Liberdade de expressão ou de exceção?, por Guilherme Scalzilli

Judiciário, MP, imprensa corporativa, governo, ninguém dá a mínima para a liberdade de expressão. A dos outros, entenda-se bem

Liberdade de exceção
Por Guilherme Scalzilli

De seu blog

Existem diversas leituras razoáveis para a crise que envolveu o STF, o Ministério Público e veículos da direita midiática. Nenhuma delas inclui a defesa ou o cerceamento da liberdade de expressão. Essa narrativa é sedutora, mas não condiz com as atitudes dos seus porta-vozes e tampouco motiva os interesses que a puseram no centro dos debates.

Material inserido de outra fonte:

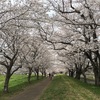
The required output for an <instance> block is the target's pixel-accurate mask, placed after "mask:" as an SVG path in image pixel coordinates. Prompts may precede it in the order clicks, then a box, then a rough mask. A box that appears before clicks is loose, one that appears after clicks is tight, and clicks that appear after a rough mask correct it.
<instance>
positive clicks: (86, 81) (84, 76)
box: [82, 73, 87, 83]
mask: <svg viewBox="0 0 100 100" xmlns="http://www.w3.org/2000/svg"><path fill="white" fill-rule="evenodd" d="M82 75H83V77H84V82H85V83H87V79H86V75H85V73H82Z"/></svg>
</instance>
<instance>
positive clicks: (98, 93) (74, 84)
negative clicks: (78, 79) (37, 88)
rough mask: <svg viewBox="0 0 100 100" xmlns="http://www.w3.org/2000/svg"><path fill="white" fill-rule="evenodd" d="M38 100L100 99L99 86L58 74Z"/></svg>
mask: <svg viewBox="0 0 100 100" xmlns="http://www.w3.org/2000/svg"><path fill="white" fill-rule="evenodd" d="M39 100H100V87H96V86H94V85H90V84H86V83H83V82H81V81H78V80H75V79H73V78H70V77H67V76H65V75H59V76H56V77H55V78H54V79H53V80H52V82H51V84H50V85H49V87H48V88H47V89H46V90H45V92H44V93H43V95H42V96H41V97H40V99H39Z"/></svg>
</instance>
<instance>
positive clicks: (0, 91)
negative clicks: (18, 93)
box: [0, 74, 42, 100]
mask: <svg viewBox="0 0 100 100" xmlns="http://www.w3.org/2000/svg"><path fill="white" fill-rule="evenodd" d="M27 77H28V76H27V75H17V74H14V75H13V76H12V77H11V79H10V82H9V93H8V94H4V93H3V87H4V80H5V76H4V75H0V100H5V98H6V97H9V96H12V95H13V94H14V93H16V92H19V91H23V90H24V88H25V87H26V86H29V85H33V84H35V83H37V82H39V81H41V80H42V77H40V80H37V79H36V77H35V76H34V75H32V77H31V83H30V84H29V83H28V79H27Z"/></svg>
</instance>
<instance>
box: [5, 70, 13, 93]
mask: <svg viewBox="0 0 100 100" xmlns="http://www.w3.org/2000/svg"><path fill="white" fill-rule="evenodd" d="M10 77H11V75H10V70H9V69H7V73H6V78H5V83H4V90H3V91H4V92H5V93H8V92H9V80H10Z"/></svg>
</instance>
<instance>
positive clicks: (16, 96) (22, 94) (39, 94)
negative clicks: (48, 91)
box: [10, 78, 50, 100]
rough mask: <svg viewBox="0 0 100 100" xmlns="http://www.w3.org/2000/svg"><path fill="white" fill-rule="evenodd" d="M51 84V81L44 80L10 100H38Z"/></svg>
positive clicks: (29, 88)
mask: <svg viewBox="0 0 100 100" xmlns="http://www.w3.org/2000/svg"><path fill="white" fill-rule="evenodd" d="M49 84H50V79H48V78H47V79H44V80H43V81H41V82H40V83H37V84H36V85H34V86H30V87H28V88H26V89H25V90H24V91H23V92H21V93H19V94H17V95H15V96H13V97H11V98H10V100H38V99H39V97H40V96H41V94H42V93H43V92H44V90H45V89H46V88H47V87H48V85H49Z"/></svg>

Se as prerrogativas constitucionais de fato importassem, seus atuais defensores teriam reagido com a mesma veemência quando a Folha de São Paulo censurou judicialmente uma página virtual que a ironizava. Ou quando certo diretor da Globo processou um blogueiro que o mencionou de maneira indireta, em contexto ficcional. Ou ainda quando a delegada federal conseguiu silenciar os questionamentos incômodos que lhe fazia um jornalista.

Os exemplos são mais numerosos e absurdos do que nosso espírito libertário seria capaz de suportar. Nos rincões interioranos, os conflitos se resolvem com ajuda policial, para não citar o fuzilamento sumário, dispensando requintes processuais. Nos grandes centros, os casos mais civilizados arruínam indivíduos econômica e profissionalmente, por litigâncias intermináveis, caríssimas, abusivas. E quase sempre vencidas pelos cerceadores.

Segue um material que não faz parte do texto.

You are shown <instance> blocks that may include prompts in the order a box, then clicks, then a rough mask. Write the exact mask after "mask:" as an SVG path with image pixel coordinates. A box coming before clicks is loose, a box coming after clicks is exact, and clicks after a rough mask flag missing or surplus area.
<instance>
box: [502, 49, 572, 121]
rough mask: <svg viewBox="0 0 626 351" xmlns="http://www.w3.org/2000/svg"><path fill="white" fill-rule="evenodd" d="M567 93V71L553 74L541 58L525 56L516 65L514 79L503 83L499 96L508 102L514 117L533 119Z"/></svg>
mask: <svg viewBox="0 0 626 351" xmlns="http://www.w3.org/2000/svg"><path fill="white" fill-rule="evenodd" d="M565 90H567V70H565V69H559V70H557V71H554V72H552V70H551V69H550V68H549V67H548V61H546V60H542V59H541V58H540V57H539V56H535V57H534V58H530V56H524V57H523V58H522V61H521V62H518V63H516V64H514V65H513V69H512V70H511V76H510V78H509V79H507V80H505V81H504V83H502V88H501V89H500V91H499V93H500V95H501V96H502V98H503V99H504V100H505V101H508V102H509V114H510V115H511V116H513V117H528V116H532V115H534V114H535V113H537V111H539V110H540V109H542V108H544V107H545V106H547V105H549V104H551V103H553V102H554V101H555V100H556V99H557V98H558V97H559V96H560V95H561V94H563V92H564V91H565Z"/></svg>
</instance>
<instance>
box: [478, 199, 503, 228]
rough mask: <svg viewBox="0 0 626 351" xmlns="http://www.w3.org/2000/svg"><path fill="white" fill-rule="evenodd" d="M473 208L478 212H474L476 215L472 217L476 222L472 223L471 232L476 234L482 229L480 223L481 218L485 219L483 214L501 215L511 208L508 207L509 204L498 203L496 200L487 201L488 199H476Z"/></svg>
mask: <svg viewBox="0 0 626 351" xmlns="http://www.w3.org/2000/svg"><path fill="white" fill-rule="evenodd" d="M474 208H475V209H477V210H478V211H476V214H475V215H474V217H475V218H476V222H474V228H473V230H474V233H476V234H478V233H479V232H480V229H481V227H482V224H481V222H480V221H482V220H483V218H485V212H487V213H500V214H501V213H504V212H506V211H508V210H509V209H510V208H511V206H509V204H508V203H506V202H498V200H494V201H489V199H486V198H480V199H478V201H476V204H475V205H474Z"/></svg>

O desrespeito à livre manifestação está em todo lugar. Na proibição a Lula de conceder entrevistas e participar da propaganda eleitoral do PT. Nos vetos a reuniões de estudantes universitários. No patrulhamento a professores e funcionários públicos. Nas exposições de arte suspensas e nos artistas presos e humilhados. Na repressão violenta a manifestantes pacíficos e até a faixas políticas em estádios de futebol.

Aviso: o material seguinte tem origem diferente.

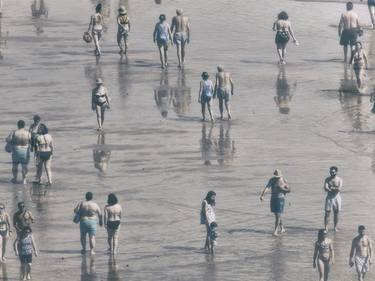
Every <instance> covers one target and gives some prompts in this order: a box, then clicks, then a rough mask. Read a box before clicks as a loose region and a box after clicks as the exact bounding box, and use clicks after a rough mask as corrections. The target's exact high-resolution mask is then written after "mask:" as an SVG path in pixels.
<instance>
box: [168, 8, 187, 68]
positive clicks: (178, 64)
mask: <svg viewBox="0 0 375 281" xmlns="http://www.w3.org/2000/svg"><path fill="white" fill-rule="evenodd" d="M176 14H177V16H175V17H173V19H172V26H171V32H172V33H174V34H173V42H174V44H176V46H177V58H178V67H181V66H182V65H183V64H184V62H185V46H186V44H189V43H190V20H189V18H188V17H187V16H184V15H183V11H182V9H177V10H176Z"/></svg>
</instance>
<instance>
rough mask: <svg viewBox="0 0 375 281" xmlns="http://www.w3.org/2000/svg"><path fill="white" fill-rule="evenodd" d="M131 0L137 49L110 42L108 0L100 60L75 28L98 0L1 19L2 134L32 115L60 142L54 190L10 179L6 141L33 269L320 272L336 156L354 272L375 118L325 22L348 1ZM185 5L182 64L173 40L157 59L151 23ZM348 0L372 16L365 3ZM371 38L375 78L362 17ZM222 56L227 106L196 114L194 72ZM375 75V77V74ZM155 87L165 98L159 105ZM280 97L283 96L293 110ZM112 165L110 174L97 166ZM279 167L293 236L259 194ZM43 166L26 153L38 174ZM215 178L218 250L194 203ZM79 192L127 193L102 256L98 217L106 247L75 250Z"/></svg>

Judiciário, Ministério Público, imprensa corporativa, governo federal, ninguém dá a mínima para a liberdade de expressão. A dos outros, entenda-se bem. Para os “nossos”, vale tudo. Especialmente se a vítima da ofensa é a deputada petista, a vereadora do PSOL assassinada, o deputado gay que sofre ameaças, o ex-presidente retratado como bandido no filme de quinta categoria. Mas ninguém se atreveria a ofender a honra de Sério Moro, “talquei”?

Exatamente porque seletiva, a defesa de direitos é um discurso calcado no pressuposto de que uma parcela da sociedade não pode ter a mesma garantia. Ou melhor, um gesto simbólico que afirma a insignificância dos prejudicados e a superioridade dos seus antagonistas. O sigilo que impede a plena defesa de Lula torna-se desnecessário para os veículos divulgarem dados sigilosos que supostamente o incriminam. O absurdo faz parte da mensagem.

O uso retórico das liberdades é tudo, menos inocente. Dos grampos ilegais das conversas de Dilma e Lula, nas vésperas do golpe, ao apelido inócuo de um ministro da corte que julgará o recurso do ex-presidente, passando pelo depoimento inválido de Antônio Palocci, em plena campanha presidencial, há sempre um nexo oportunista nas boas intenções da mídia.

Por isso, quando se escudam na defesa da livre expressão, sabemos apenas o que os ataques ao STF não pretendem. A defendida liberdade para constranger o tribunal é a apologia pura desse constrangimento. Fosse um email insinuando a amizade de Moro com advogados de réus, teríamos uma campanha pela limitação responsável do que pode vazar.

Ninguém está acima da lei, exceto quem repete essa mentira.